This entry is part 4 of 15 in the series Adventures in Bastion

Having escaped the Buttonsnemp Researchery with at least some amount valuable stuff last time, Nujanai, Fermi, and Emmeline decided to take the night to recover, burning almost the last of their monies on a room (but no food) to share with one another and Nujanai’s seven Mockery recruits. 

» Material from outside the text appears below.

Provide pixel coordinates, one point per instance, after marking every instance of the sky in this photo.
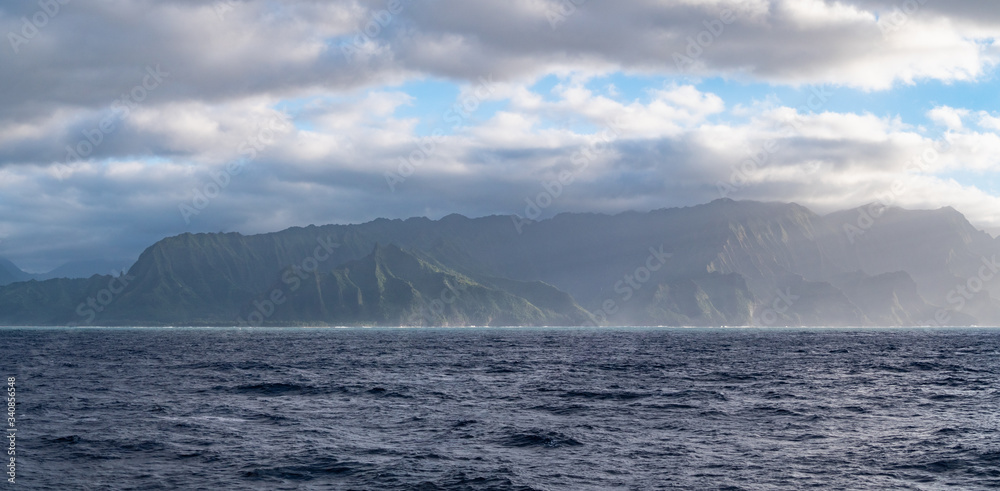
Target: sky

We picked up the next morning, where the group decided that, as badly injured as most of them were, obtaining some healing would be wise before trying to navigate campus and submit their salvaged books (and other stuff) for the promised money. 1

Farewell, sweet arthropoidal Mockeries.

To that end, they visited a pawn shop near the fleabag hostel where they’d slept. After a long session of bartering, they sold the shopkeeper a silver bracelet for £50, and after Nujanai and the Mockeries upset the shopkeeper, Fermi used his fruit-carving skills to deescalate the situation: he turned a carrot into a parrot, and this convinced the shopkeeper that a little squadron of a dozen carved fruit and vegetable animals would be the perfect adornment to a expensive bowl that a patron was coming to pick up that afternoon. (Fermi was paid another £50 for the carvings.) The shopkeeper offered the group the opportunity to delivery the bowl for a little more money, but the group declined, explaining that that needed to head to the hospital. 

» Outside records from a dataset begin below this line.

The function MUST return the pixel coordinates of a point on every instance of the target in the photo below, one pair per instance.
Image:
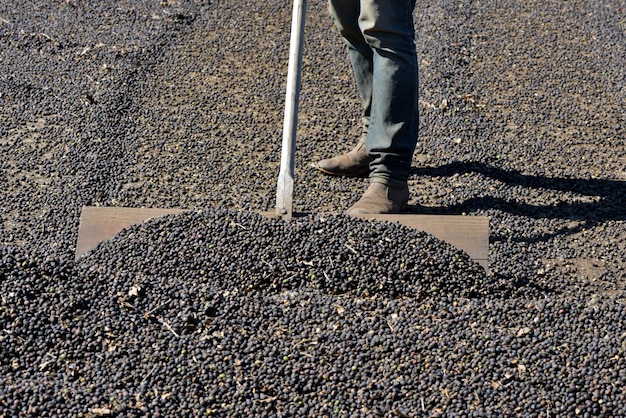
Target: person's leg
(387, 26)
(346, 16)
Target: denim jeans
(380, 37)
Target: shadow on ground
(609, 203)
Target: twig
(148, 375)
(351, 249)
(169, 328)
(150, 312)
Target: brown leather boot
(380, 198)
(352, 164)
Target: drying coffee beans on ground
(219, 311)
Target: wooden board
(98, 224)
(467, 233)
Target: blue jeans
(380, 37)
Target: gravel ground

As two of the characters had lost a significant amount of their STR scores, they had two options: quick healing would cost £400—of which £300 would have to be assume debt. Slow healing would take a full night’s rest and some time in the morning to be discharged, but would in contrast only cost £100. They opted for the latter, and in the morning discovered that they’d lost more than time and £100: two of Nujanai’s Mockery henchmen—the Lobsters—were missing. The other Mockeries offered a jumbled mess of explanations, but the nurse a the entrance of the building commented that the trio’s “friends” who’d visited the night previous had left with the Lobsters. (With no “friends” having actually visited them, they were perplexed, but shrugged and decided to make for the campus.)

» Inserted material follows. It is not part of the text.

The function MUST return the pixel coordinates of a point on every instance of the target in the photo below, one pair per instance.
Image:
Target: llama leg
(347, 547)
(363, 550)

At the front gate, in the middle of the wall surrounding campus, stood a gang of students:

“Student Identification?” they demanded, and the group noticed that they were armed, mostly with what looked like pistols. Eager to deescalate the situation, Fermi joked with them about student life and offered them a drink, drawing forth the bottle in his pack containing the Pregabalin, about which the Electric Bastionland rulebook says the following:

Pregabalin: Smoky, sweet, and lemony. Just a very, very good drink. Definitely not a nerve agent.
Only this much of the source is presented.